Code for the blog: How to implement data quality checks with greatexpectations

1. Architecture

Our project involves building a dim_customer table from raw_customer and raw_state tables. We use sqlite3 as our data warehouse. The data flow architecture is pictured below:

flowchart TD
    A[raw_state] -->|transform| B0(non_validated_base_state)
    B0 --> B1{audit}
    B1 --> |Pass|B[base_state]
    B1 --> |Fail|A1[Raise Alert]
    C[raw_customer] -->|transform| D0(non_validated_base_customer)
    D0 --> D1{audit}
    D1 --> |Pass|D[base_customer]
    D1 --> |Fail|A11[Raise Alert]
    B --> E0(non_validated_dim_customer)
    D --> E0
    E0 --> E1{audit}
    E1 --> |Pass|F[dim_customer]
    E1 --> |Fail|A12[Raise Alert]
    F --> S[Success]
Loading

2. Setup

You can run this via

2.1. Github Codespaces

Simply click on this link and you will be able to run your own code space with this repository. Wait for a few minutes for codespaces to install all the packages in requirements.txt.

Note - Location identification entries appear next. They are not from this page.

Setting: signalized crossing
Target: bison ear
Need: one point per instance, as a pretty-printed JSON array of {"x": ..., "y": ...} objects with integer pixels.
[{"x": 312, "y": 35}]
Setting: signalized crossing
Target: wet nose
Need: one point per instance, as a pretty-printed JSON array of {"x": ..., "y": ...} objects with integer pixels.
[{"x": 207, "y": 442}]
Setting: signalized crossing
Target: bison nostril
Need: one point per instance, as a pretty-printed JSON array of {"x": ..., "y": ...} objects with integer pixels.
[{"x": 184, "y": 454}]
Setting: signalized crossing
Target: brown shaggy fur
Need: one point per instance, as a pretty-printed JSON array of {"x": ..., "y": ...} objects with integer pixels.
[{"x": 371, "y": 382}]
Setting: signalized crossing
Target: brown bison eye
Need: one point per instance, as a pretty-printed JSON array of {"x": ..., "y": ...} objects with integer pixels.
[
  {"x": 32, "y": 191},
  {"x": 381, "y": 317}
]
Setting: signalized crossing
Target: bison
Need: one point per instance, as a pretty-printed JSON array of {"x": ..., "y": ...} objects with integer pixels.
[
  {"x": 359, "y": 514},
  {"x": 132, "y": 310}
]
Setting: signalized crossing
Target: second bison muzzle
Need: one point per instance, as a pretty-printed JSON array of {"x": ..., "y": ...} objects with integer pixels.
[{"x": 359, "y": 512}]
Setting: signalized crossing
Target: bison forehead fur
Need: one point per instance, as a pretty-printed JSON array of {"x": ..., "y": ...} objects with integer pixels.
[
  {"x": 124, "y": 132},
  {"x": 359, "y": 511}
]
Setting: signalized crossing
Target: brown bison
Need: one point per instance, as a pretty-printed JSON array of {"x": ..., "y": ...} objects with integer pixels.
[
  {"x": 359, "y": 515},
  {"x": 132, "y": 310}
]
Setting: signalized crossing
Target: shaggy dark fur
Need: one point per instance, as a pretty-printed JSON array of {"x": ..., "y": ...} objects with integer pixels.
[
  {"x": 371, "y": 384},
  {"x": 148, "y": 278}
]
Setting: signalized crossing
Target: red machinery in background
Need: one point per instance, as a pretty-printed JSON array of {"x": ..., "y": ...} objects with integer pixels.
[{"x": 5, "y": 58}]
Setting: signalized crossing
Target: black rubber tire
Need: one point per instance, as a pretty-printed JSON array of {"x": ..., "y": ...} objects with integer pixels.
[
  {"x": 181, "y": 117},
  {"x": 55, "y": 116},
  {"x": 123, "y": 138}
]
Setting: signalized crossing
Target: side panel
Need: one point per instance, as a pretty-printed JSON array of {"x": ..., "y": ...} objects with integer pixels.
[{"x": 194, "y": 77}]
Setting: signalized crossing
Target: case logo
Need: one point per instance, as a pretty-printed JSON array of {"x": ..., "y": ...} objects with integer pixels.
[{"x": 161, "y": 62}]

Caution: Codespaces only have limited free availability

2.2. Locally with virtual environment

You can clone this repo and setup a virtual environment to run the code. You will need Python >= 3.10 and git installed.

git clone https://github.com/josephmachado/data-quality-w-greatexpectations.git
cd data-quality-w-greatexpectations
python -m venv ./env               
source env/bin/activate # use virtual environment
pip install -r requirements.txt

2.3. Create the tables necessary for the ETL

Once you have the environment ready (either via codespaces or locally), run the setup script that creates tables, and inserts data into them.

# in the data-quality-w-greatexpectations folder
./setup.sh

3. Run ETL

With the tables setup, you can run the ETL with the following command:

# in the data-quality-w-greatexpectations folder
python ecommerce/ecommerce/dim_customer_etl.py

This will run the ETL along with the greatexpectations validations.

4. Test ETL output

You can check that the ETL output is present with the following command.

sqlite3 ecommerce.db < ./setup/3-check-count.sql 

The above query should return

110
110
27

5. Validation results

The results of the validations will be stored in the ./ecommerce/ecommerce/gx/uncommitted/validations/dim_customer_dt_created_count/__none__.

Since the uncommitted folder is not included in the git repo, you will need to run the ETL atleast once for this folder to appear.